O uso de cannabis por adultos acima de 65 anos cresceu significativamente na última década, e os produtos disponíveis hoje têm concentrações de THC muito superiores às de gerações anteriores, criando um perfil de risco que a maioria dos pacientes subestima.
Especialistas da Stanford Medicine publicaram uma análise alertando para cinco categorias de risco particularmente relevantes nessa faixa etária: eventos cardiovasculares, quedas, comprometimento cognitivo, interações medicamentosas e dependência. Não é alarmismo. É farmacologia aplicada a uma população com reserva fisiológica reduzida.
O problema começa pela potência
O THC médio dos produtos de cannabis comercializados nos Estados Unidos passou de aproximadamente 4% nos anos 1990 para concentrações que frequentemente superam 20% nos florais e chegam a 80-90% em concentrados. Um paciente de 70 anos que usou cannabis na juventude não tem parâmetro válido para calibrar a dose atual. Essa dissociação entre experiência prévia e potência real é uma fonte constante de intoxicações agudas.

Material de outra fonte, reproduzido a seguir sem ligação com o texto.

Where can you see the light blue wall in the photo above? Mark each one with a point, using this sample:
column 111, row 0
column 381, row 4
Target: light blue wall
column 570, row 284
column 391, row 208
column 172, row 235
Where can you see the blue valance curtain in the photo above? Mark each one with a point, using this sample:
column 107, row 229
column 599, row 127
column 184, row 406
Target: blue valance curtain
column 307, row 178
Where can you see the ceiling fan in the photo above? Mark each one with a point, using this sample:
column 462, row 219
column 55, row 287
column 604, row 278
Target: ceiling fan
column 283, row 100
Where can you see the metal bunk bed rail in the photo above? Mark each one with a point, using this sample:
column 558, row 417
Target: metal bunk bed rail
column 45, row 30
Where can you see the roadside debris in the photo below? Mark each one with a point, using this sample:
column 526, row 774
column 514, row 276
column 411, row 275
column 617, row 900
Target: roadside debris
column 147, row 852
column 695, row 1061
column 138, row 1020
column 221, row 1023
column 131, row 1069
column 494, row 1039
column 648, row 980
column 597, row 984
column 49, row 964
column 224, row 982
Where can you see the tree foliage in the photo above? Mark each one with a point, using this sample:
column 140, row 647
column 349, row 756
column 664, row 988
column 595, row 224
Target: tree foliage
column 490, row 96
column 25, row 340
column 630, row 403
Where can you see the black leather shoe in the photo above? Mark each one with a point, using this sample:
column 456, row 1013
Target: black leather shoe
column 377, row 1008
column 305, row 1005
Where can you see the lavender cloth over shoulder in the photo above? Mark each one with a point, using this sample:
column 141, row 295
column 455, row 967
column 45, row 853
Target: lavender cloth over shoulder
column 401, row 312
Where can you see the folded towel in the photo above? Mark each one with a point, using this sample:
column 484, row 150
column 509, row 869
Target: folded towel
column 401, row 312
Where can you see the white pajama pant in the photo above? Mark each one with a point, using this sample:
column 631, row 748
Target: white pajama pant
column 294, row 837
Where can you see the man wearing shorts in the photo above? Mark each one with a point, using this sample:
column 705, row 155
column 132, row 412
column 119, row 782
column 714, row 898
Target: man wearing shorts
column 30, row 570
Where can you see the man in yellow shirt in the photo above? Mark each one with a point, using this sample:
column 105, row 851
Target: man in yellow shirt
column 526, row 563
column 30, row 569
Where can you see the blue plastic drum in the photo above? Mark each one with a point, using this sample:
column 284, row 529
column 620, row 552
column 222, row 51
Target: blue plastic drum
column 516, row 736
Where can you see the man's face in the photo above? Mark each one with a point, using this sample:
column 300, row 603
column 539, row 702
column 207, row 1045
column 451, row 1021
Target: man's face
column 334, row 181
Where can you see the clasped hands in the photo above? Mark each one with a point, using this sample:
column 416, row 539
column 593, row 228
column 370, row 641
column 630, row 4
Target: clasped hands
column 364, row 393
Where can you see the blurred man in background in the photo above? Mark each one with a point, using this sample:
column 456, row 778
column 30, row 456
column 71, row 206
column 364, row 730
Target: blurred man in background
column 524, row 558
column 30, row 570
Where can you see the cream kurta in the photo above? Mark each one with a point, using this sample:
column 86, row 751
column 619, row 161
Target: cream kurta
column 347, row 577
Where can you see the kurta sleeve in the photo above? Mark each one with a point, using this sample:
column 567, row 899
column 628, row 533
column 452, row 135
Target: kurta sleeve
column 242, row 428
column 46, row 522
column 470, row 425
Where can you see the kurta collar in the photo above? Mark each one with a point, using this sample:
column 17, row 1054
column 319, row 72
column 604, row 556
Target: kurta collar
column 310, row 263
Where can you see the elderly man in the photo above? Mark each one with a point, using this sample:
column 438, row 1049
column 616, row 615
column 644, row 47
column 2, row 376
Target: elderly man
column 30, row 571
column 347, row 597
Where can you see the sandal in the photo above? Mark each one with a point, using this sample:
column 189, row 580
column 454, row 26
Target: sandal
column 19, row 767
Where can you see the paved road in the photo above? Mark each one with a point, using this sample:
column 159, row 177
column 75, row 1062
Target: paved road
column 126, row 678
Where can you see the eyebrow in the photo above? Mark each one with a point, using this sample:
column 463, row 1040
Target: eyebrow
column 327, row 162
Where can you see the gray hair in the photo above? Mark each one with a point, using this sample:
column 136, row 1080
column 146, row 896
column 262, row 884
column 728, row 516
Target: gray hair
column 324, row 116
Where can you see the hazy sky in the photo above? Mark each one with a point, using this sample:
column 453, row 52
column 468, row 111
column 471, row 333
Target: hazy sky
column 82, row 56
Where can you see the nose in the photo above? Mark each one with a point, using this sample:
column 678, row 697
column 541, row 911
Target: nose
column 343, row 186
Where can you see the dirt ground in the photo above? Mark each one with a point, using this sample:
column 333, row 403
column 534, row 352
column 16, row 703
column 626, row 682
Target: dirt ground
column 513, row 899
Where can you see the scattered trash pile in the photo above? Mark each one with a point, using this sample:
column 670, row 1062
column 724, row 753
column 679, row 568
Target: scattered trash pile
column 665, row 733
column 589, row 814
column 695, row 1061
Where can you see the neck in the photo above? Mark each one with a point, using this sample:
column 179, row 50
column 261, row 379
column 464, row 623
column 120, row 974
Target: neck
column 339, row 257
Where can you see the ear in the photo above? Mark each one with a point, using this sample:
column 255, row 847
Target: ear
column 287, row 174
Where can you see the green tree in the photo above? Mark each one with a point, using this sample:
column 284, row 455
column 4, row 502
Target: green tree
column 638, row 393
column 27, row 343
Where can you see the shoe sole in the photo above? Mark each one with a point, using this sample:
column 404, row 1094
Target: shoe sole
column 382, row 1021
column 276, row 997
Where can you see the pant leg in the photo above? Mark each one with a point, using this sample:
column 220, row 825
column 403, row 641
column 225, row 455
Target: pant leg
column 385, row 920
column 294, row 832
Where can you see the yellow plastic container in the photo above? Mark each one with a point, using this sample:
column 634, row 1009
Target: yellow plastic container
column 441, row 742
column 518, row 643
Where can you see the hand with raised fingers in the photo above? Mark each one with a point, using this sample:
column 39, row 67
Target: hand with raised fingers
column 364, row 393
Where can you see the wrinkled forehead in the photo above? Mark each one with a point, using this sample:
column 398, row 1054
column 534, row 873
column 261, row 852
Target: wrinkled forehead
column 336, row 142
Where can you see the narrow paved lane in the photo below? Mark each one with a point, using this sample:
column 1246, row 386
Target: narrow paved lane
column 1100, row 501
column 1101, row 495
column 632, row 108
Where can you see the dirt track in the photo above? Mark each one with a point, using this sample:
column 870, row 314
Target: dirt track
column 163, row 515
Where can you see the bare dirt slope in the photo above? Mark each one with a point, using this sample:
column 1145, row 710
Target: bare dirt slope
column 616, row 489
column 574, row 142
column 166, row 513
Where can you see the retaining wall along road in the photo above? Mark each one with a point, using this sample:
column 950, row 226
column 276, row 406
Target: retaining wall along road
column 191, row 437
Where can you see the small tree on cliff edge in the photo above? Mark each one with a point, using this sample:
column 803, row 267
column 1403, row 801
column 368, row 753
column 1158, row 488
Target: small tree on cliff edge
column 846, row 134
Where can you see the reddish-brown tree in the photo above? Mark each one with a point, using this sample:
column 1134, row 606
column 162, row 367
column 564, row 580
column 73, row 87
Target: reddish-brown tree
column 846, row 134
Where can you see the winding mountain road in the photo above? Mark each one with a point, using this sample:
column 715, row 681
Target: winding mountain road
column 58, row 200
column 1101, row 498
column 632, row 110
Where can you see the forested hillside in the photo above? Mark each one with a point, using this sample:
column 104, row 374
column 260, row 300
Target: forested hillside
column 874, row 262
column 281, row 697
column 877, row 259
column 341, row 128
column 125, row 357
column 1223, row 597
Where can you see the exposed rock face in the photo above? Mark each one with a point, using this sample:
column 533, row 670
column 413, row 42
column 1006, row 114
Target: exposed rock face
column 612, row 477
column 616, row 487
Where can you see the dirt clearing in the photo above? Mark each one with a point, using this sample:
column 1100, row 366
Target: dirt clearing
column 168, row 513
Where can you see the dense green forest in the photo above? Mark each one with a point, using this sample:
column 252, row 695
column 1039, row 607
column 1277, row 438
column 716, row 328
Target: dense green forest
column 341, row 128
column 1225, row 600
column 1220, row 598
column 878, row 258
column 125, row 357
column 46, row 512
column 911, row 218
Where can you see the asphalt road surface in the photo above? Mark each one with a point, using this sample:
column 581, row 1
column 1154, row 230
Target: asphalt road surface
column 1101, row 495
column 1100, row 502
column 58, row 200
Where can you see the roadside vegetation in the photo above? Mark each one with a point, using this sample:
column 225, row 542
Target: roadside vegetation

Coração e quedas: os riscos imediatos
O THC ativa receptores CB1 no sistema nervoso autônomo, produzindo taquicardia reflexa e vasodilatação. Em jovens saudáveis, isso é tolerado. Em idosos com doença arterial coronariana, insuficiência cardíaca ou uso de betabloqueadores, o estresse hemodinâmico pode desencadear angina instável ou arritmias. Estudos observacionais associam o uso de cannabis a aumento do risco de infarto agudo do miocárdio nas horas seguintes ao consumo, com risco relativo estimado entre 1,5 e 4,8 dependendo da metodologia.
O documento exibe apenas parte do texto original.